06/20/2002 07:00:00

Researchers make progress in understanding the basics of high-temperature superconductivity

High-temperature superconductors have long been the darlings of materials science because they can transfer electrical current with no resistance or heat loss. Already demonstrated in technologies such as magnetic sensors, magnetic resonance imaging (MRI), and microwave filters in cellular-phone base stations, superconductors are potentially one of the greatest technological triumphs of the modern world if they could just be made to operate more reliably at higher temperatures. But getting there will probably require a much better understanding of the basic principles of superconductivity at the microscopic level.

Now, physicists at the California Institute of Technology have made progress in understanding at a microscopic level how and why high-temperature superconductivity can occur. In a new study appearing in the June 3 issue of Physical Review Letters, Caltech physics professor Nai-Chang Yeh and her colleagues report on the results of an atomic-scale microprobe revealing that the only common features among many families of high-temperature superconductors are paired electrons moving in tandem in a background of alternately aligned quantum magnets. The paper eliminates many other possibilities that have been suggested for explaining the phenomenon.

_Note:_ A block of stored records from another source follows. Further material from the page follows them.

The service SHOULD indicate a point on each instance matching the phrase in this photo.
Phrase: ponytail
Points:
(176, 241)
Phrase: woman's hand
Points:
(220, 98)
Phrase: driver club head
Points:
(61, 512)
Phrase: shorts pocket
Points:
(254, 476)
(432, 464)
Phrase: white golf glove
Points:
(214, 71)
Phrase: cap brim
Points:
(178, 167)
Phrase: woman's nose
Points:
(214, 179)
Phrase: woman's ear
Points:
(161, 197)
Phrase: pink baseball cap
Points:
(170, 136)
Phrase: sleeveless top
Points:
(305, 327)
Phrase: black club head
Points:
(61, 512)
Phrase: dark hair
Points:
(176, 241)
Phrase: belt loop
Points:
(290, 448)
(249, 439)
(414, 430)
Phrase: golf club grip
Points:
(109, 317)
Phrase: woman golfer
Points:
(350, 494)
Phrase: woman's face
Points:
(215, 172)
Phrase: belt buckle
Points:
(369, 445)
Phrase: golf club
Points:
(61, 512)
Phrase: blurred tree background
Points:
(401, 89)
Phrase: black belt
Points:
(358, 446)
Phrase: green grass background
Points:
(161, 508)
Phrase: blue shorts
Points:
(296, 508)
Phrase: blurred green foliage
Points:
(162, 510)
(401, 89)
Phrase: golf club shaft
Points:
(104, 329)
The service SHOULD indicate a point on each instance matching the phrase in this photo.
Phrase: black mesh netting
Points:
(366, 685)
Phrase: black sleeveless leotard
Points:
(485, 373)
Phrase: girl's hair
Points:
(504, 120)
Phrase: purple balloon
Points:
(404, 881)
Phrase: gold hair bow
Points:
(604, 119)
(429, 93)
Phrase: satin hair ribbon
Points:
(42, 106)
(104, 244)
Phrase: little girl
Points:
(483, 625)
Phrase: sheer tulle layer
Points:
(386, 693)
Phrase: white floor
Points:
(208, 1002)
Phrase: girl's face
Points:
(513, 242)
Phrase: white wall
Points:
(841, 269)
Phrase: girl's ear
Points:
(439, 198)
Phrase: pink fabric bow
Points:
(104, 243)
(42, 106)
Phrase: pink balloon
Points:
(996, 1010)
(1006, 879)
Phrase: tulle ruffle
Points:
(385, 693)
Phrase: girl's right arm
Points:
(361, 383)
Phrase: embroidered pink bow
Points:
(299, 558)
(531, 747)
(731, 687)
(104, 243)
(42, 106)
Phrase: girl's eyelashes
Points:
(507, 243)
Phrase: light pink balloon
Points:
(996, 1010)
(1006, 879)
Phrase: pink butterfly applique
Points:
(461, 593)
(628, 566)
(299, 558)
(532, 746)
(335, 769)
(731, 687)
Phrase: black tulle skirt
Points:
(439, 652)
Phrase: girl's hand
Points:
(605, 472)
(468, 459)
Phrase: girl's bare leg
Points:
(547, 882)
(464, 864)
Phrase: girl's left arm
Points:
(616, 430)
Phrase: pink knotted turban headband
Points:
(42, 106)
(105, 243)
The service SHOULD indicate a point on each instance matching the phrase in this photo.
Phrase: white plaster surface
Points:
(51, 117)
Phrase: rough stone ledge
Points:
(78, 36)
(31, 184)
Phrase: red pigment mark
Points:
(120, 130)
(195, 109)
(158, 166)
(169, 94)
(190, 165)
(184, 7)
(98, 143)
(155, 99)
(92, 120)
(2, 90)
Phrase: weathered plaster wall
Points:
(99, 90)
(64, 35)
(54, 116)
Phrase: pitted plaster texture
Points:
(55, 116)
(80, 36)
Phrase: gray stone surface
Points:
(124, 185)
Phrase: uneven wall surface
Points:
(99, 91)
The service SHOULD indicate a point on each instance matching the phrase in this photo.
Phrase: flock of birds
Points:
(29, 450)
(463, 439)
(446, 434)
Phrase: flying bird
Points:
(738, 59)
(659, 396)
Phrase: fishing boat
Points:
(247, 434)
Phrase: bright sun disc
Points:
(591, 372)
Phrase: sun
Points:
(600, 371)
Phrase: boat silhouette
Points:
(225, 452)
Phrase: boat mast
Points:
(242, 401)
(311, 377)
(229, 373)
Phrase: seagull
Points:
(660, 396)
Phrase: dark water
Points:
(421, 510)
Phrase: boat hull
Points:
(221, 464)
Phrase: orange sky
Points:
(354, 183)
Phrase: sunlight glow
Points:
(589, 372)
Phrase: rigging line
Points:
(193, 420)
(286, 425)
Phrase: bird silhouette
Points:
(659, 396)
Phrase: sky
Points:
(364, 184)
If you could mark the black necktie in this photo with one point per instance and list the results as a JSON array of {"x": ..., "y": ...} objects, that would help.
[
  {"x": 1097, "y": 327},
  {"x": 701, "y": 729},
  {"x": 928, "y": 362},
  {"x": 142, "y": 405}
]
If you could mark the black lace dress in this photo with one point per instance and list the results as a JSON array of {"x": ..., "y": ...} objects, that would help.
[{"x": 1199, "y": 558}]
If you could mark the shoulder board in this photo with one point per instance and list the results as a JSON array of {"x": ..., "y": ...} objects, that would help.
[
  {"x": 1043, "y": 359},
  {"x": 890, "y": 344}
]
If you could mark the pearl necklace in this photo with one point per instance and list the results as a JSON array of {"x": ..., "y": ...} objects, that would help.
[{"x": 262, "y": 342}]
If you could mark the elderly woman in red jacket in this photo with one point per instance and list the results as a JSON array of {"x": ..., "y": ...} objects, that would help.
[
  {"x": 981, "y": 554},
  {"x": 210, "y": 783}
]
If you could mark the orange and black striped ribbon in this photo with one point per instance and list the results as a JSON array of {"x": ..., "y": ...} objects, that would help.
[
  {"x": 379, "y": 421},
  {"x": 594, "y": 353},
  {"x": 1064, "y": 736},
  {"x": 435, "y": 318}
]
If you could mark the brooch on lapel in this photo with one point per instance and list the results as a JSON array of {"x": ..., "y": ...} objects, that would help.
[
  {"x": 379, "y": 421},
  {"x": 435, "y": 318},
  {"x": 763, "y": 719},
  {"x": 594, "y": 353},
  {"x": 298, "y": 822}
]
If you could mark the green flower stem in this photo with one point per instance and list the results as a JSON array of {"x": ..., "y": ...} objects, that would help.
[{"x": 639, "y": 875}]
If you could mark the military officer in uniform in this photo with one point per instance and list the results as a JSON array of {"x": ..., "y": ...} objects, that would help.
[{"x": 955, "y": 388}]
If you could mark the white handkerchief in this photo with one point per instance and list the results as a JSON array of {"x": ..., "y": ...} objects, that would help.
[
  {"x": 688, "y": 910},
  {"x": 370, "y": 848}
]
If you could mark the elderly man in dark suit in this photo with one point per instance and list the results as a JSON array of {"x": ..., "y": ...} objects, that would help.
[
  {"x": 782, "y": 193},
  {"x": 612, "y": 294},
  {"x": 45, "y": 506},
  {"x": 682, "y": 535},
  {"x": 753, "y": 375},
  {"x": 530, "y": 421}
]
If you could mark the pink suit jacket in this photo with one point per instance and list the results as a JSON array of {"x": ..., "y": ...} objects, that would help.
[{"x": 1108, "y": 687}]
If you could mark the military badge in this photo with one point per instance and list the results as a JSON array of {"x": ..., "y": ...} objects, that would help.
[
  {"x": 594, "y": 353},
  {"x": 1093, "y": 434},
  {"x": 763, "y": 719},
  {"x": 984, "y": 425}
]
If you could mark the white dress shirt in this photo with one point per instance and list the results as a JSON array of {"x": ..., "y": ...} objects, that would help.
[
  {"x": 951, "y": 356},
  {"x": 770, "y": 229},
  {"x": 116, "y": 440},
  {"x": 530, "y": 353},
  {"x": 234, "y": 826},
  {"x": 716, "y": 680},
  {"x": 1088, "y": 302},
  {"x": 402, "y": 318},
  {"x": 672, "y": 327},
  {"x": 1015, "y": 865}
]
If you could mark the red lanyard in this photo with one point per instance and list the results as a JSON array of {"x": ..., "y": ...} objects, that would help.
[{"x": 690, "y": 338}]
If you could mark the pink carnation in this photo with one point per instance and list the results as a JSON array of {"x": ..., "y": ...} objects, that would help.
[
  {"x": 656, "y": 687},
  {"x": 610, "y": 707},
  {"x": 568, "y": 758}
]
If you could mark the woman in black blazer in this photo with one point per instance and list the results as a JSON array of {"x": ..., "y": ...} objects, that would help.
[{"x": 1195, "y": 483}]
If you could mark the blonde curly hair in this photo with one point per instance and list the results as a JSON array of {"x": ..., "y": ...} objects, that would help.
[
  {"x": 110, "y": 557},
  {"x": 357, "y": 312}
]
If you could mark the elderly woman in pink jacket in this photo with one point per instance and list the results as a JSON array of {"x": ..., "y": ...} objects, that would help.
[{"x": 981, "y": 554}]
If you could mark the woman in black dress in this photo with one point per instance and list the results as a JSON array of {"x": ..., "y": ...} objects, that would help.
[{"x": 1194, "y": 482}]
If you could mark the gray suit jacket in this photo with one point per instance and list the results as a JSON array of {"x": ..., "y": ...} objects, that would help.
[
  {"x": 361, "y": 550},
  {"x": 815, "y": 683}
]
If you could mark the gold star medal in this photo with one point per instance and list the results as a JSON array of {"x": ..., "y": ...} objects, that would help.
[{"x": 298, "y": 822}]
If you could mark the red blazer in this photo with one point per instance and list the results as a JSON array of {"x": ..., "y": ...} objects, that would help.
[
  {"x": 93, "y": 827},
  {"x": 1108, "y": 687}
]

Yeh and her collaborators from Caltech, the Jet Propulsion Laboratory, and Pohang University of Science and Technology in Korea report on their findings on "strongly correlated s-wave superconductivity" in the simplest form of ceramic superconductors, which are based on copper oxides, or cuprates. The paper differentiates the behavior of the two basic types of high-temperature superconductors that have been studied since the mid-1980s—the "electron doped" type that contains added electrons in its lattice-work, and the "hole-doped" type that has open slots for electrons.

The cuprate materials were discovered to be superconductors in the 1980s, thereby instantaneously raising the temperature at which superconductivity could be demonstrated in the lab. This allowed researchers to produce devices that could be cooled to superconductivity with commonly available liquid nitrogen, which is used in a huge variety of industrial processes throughout the world. Before the high-temperature superconducting materials were discovered, experts could achieve superconductivity only by cooling the materials with liquid helium, which is much more expensive and difficult to make.

The arrival of high-temperature superconductivity heralded speculation on novel applications and machines, including virtually frictionless high-speed magnetically levitated trains, as well as power transmission at a fraction of the current cost. Indeed the progress of the 1980s led to demonstrations of technologies such as magnetic sensors, microwave filters, and small-scale electronic circuits that could potentially increase the speed of computers by many thousands of times.

A certain amount of progress has been made since the high-temperature superconductors were discovered, and researchers remain optimistic that even the current generation may be adequate for such futuristic devices as extremely high-speed computers, provided that other technological hurdles can be overcome. But a primary roadblock to rapid progress has been and continues to be a limited understanding of precisely how high-temperature superconductivity works at the microscopic level.

A better fundamental understanding would allow researchers better to determine which materials to use in applications, which manufacturing procedures to employ, and possibly how to design new cuprates with higher superconducting transition temperatures. This is important because researchers would have a better idea of the molecular architecture most essential to the desired properties.

In this sense, Yeh and her colleagues' new paper is a step toward a more fundamental understanding of the phenomenon. "The bottom line is that we can eliminate a lot of things people thought were essential for high-temperature superconductivity," she says. "I feel that we have narrowed down the possibilities for the mechanism."

More specifically, the type of cuprates investigated by the Caltech team has the simplest form among all cuprate superconductors, with a structure consisting of periodic stacks of one copper oxide layer followed by one layer of metal atoms. This structure differs from all other cuprates in that multiple layers of complex components between consecutive copper oxide layers are absent, and the latter are known to be the building blocks of high-temperature superconductivity.

This unique structure appears to have a profound effect on the superconducting properties of the cuprate, resulting in a more three-dimensional "s-wave pairing symmetry" for the tandem motion of electrons in the simplest cuprate, in contrast to the more two-dimensional "d-wave pairing symmetry" in most other cuprates. This finding eliminates the commonly accepted notion that d-wave pairing may be essential to the occurrence of high-temperature superconductivity.

Another new finding is the absence of the "pseudogap phenomenon," the existence of which would imply that electrons or holes could begin to form pairs at relatively high temperatures, although these pairs could not move in tandem until the temperature fell below the superconducting transition temperature. The pseudogap phenomenon is quite common in many cuprates, and physicists have long speculated that its existence may be of fundamental importance. The absence of pseudogap, as found in the simplest form of cuprates, can now effectively rule out theories for high-temperature superconductivity based on the pseudogap phenomenon.